EtOH = alcohol; ICU = intensive care unit; ARDS = acute respiratory distress syndrome; CLABSI = central line associated bloodstream infection; CRBSI = catheter-related bloodstream infection; UTI = urinary tract infection; CPR = cardiopulmonary resuscitation.

Table 4.

Outcomes for Non-Prisoner and Prisoner Patient Populations.

	Non-prisoner	Prisoner	—
Outcome	(n = 592,703)	(n = 1115)	P-Value
Total LOS days	—
Mean (CI)	7.76 (7.73, 7.78)	6.32 (5.87, 6.77)	<.001
Median (IQR)	5 (3, 9)	4 (2, 7)	<.001
Total ICU LOS	—
Mean (CI)	5.89 (5.86, 5.91)	5.44 (4.72, 6.16)	.004
Median (IQR)	3 (2, 6)	3 (2, 5)	.004
Total vent days	—
Mean (CI)	6.86 (6.81, 6.92)	6.73 (5.26, 8.19)	.848
Median (IQR)	3 (2, 9)	3 (2, 8)	.848
All mortality	35 672 (6.0%)	57 (5.1%)	.204

LOS = length of stay; CI = confidence interval; IQR = interquartile range; ICU = intensive care unit.

Risk of Mortality in Trauma Patients Who are Prisoners

After adjusting for covariates in a multivariable logistic regression model, trauma patients who were prisoners had a similar associated risk of mortality compared to non-prisoner trauma patients (OR 1.61, CI .52-4.94, P = .409). The strongest independent risk factor associated with increased mortality was cirrhosis (OR 3.77, CI 3.26-4.36, P < .001), followed by hypotension on admission (OR 2.65, CI 2.67-3.05, P < .001).
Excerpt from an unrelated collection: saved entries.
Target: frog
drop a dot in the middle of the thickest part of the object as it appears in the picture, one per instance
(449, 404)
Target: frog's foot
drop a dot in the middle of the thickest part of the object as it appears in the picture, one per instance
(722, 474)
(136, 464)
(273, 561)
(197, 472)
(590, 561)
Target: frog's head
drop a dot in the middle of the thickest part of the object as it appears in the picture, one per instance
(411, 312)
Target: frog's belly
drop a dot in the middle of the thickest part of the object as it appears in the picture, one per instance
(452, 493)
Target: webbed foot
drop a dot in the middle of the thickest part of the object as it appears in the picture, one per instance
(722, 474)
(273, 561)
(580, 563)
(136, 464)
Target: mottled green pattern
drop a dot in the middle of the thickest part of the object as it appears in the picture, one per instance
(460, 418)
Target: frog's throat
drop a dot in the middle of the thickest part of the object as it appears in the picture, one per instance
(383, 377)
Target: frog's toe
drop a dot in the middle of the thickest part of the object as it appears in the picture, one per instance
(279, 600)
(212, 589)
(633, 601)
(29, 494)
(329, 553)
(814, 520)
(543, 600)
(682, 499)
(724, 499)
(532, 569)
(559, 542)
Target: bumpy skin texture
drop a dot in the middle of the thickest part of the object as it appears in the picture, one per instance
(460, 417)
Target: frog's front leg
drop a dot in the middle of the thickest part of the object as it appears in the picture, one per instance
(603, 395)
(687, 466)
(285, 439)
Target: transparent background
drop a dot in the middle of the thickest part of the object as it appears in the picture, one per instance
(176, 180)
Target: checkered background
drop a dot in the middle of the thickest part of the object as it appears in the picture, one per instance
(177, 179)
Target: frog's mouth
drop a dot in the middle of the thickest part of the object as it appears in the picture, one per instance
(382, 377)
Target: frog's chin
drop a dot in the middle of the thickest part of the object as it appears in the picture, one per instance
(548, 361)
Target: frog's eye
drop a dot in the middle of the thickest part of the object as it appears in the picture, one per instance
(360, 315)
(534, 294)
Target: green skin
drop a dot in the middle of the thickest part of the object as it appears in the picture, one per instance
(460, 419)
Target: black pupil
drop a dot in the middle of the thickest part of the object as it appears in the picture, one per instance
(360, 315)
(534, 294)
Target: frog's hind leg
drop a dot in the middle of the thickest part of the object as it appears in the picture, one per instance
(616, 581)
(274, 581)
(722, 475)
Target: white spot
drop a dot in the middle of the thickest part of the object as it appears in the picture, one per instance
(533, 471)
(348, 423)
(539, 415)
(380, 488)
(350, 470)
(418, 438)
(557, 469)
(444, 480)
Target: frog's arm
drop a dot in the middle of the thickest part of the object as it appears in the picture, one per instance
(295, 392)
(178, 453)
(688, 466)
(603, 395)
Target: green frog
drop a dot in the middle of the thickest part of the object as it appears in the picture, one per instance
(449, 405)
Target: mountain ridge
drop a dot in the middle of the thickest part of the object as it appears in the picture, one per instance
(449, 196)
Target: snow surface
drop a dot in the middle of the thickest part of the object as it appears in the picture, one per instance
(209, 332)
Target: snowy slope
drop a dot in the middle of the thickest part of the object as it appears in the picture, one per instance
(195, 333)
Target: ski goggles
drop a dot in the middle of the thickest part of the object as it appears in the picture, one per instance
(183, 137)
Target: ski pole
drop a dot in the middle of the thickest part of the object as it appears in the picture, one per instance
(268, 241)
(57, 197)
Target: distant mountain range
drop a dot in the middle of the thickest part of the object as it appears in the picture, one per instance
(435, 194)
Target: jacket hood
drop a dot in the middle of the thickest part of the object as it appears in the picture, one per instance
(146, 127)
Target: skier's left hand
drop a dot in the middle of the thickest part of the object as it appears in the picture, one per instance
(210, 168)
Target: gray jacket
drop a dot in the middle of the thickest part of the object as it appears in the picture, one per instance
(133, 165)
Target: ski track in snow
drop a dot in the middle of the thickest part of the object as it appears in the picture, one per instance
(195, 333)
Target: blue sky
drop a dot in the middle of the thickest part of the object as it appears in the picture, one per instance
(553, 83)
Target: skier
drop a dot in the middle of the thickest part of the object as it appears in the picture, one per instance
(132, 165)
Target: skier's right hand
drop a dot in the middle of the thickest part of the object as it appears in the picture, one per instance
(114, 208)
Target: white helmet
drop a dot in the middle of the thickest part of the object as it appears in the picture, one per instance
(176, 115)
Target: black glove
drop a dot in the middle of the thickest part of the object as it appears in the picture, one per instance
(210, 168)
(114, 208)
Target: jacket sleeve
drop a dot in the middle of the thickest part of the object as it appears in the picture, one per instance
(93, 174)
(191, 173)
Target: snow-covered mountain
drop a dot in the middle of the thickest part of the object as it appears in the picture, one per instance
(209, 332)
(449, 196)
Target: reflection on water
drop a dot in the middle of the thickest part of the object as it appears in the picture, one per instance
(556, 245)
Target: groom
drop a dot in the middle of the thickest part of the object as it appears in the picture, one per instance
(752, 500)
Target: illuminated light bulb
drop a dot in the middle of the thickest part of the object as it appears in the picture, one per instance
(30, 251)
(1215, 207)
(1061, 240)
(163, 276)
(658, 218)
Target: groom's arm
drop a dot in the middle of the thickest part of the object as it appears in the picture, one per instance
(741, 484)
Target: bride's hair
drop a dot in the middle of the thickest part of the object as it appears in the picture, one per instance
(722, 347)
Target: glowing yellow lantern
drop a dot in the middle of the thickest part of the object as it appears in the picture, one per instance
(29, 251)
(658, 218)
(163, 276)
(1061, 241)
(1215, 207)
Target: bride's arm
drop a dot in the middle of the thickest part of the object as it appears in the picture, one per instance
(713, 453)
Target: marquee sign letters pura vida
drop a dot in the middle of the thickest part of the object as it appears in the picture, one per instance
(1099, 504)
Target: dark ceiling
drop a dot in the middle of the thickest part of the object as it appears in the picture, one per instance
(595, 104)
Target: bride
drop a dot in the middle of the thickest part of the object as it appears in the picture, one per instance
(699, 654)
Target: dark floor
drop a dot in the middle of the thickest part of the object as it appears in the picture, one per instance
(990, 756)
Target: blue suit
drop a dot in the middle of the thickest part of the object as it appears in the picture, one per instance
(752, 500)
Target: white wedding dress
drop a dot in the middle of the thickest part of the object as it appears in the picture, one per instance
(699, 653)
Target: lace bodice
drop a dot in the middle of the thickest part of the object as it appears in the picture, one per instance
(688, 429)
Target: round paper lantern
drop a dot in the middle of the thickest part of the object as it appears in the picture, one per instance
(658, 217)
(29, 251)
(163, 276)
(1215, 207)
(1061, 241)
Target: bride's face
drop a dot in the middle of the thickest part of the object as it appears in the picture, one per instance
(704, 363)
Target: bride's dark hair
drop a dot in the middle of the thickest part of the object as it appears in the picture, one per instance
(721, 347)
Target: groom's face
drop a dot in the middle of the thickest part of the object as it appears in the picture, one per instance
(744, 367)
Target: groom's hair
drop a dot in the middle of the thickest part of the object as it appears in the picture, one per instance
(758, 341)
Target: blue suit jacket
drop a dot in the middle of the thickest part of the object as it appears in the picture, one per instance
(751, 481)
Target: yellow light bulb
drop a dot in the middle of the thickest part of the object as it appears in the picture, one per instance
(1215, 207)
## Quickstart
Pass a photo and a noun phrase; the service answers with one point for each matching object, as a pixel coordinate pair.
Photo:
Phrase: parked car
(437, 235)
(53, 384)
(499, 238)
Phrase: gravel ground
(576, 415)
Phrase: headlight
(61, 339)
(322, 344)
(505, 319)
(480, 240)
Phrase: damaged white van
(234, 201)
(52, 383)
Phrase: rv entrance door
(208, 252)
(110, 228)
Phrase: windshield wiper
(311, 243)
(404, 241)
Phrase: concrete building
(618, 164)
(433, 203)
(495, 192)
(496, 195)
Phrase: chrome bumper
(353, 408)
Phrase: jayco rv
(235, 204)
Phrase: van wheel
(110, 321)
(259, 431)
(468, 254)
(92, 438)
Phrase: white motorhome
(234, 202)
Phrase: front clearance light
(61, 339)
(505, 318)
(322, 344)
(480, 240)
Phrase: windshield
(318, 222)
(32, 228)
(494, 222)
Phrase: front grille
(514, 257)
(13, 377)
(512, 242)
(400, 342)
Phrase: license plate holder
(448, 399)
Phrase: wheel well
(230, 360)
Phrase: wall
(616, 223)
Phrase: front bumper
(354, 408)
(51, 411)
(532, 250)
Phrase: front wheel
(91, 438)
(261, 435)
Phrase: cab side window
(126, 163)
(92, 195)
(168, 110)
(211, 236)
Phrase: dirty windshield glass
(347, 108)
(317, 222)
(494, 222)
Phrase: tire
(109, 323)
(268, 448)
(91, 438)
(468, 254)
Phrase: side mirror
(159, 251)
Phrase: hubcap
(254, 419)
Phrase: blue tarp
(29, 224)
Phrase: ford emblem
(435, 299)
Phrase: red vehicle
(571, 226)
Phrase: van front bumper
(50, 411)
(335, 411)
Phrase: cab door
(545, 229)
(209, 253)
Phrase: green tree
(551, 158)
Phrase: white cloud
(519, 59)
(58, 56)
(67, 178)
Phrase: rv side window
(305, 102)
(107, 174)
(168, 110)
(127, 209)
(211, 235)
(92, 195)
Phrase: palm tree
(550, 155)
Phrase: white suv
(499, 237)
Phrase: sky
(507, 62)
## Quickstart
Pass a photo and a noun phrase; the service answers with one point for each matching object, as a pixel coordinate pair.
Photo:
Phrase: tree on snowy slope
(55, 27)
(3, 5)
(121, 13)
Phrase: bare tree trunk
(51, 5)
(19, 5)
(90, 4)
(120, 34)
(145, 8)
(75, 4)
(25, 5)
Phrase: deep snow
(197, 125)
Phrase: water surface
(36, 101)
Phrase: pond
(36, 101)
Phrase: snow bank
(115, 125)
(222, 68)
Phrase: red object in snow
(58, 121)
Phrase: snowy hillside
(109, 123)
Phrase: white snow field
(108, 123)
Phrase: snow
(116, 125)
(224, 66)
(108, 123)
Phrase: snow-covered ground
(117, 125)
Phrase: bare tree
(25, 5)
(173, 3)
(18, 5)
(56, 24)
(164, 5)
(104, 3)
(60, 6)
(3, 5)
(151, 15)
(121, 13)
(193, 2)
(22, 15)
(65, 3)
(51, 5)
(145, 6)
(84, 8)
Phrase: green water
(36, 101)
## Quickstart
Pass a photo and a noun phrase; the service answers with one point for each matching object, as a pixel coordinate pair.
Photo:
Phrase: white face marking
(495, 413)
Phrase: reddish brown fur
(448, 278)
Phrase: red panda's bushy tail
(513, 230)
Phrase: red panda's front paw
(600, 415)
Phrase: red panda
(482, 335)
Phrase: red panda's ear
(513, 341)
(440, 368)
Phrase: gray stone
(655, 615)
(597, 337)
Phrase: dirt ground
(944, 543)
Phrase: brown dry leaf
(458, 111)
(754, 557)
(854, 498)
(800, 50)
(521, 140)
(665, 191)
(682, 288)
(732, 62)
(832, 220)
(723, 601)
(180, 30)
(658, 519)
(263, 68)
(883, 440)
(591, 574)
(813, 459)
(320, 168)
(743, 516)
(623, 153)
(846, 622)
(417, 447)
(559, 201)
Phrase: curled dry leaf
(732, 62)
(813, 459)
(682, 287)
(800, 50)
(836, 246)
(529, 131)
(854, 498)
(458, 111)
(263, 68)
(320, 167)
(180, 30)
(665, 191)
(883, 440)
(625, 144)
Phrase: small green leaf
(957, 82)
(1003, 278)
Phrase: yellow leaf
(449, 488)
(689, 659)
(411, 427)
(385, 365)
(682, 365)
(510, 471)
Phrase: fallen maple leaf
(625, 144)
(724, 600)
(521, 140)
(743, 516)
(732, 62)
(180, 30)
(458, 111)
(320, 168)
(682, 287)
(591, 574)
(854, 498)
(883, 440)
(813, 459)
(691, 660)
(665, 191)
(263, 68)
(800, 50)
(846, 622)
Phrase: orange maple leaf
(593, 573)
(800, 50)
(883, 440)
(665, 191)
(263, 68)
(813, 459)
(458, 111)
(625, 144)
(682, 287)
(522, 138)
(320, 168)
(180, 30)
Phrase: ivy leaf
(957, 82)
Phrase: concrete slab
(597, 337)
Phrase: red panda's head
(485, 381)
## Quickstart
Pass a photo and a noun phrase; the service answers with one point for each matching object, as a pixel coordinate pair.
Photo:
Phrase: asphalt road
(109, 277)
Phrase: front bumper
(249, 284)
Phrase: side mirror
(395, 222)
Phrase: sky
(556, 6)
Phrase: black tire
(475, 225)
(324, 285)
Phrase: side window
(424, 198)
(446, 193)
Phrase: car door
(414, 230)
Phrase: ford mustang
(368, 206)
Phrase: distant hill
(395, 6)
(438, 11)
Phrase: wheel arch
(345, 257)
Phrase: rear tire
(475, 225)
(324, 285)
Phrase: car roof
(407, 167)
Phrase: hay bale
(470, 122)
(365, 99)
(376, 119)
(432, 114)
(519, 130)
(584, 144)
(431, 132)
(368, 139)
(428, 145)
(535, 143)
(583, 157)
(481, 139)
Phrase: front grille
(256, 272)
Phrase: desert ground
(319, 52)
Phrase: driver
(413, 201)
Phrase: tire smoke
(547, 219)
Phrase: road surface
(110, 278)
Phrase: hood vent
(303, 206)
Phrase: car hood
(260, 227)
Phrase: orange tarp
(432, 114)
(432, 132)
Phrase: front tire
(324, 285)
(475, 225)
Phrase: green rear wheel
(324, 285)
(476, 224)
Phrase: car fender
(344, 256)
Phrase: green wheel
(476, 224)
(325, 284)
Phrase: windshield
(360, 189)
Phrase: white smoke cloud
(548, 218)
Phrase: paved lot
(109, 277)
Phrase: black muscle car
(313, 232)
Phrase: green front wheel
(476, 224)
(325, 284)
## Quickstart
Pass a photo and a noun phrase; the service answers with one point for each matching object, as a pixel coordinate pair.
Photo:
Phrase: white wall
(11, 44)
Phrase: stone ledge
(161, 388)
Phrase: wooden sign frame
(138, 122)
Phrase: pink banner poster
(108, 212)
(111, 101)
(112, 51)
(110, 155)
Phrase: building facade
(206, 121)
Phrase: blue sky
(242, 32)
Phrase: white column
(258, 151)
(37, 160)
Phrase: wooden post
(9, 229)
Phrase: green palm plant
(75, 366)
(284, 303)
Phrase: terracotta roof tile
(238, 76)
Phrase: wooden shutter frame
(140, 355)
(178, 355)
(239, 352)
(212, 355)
The independent risk factors associated with decreased mortality included higher total GCS (OR .76, CI .76-.77, P < .001), comorbid HTN (OR .93, CI .88-.98, P < .001), and psychiatric illness (OR .71, CI .66-.77, P < .001) (Tables 5, 6).

Table 5.

Univariate Analysis for Risk of Mortality in Trauma.

Risk of Mortality	OR	CI	P-Value
Prisoners vs non-prisoners	.84	.64-1.10	.204
Severe AIS-head	6.27	6.13-6.41	<.001
Severe AIS-thorax	3.75	3.64-3.87	<.001
Severe AIS-abdomen	3.13	3.10-3.26	<.001
Hypotensive on admission	6.98	6.76-7.20	<.001
Age	1.01	1.00-1.01	<.001
ISS	1.11	1.11-1.11	<.001
Pulse rate	1.01	1.01-1.01	<.001
Respiratory rate	.95	.95-.96	<.001
Total GCS	.74	.74-.74	<.001
Comorbid CVA	1.27	1.20-1.34	<.001
Comorbid DM	1.03	1.00-1.07	.034
Comorbid history of MI	1.36	1.25-1.48	<.001
Comorbid HTN	.83	.81-.85	<.001
Comorbid COPD	1.04	1.00-1.08	.082
Comorbid steroid use	.96	.85-1.08	.472
Comorbid cirrhosis	2.80	2.61-3.02	<.001
Comorbid dementia	.97	.93-1.02	.217
Comorbid psychiatric illness	.65	.62-.68	<.001

OR = odds ratio; CI = confidence interval; AIS = abbreviated injury scale; ISS = injury severity score; GCS = Glasgow coma scale; CVA = cerebrovascular accident; DM = diabetes mellitus; MI = myocardial infarction; HTN = hypertension; COPD = chronic obstructive pulmonary disease.

Table 6.

Multivariable Analysis for Risk of Mortality in Trauma.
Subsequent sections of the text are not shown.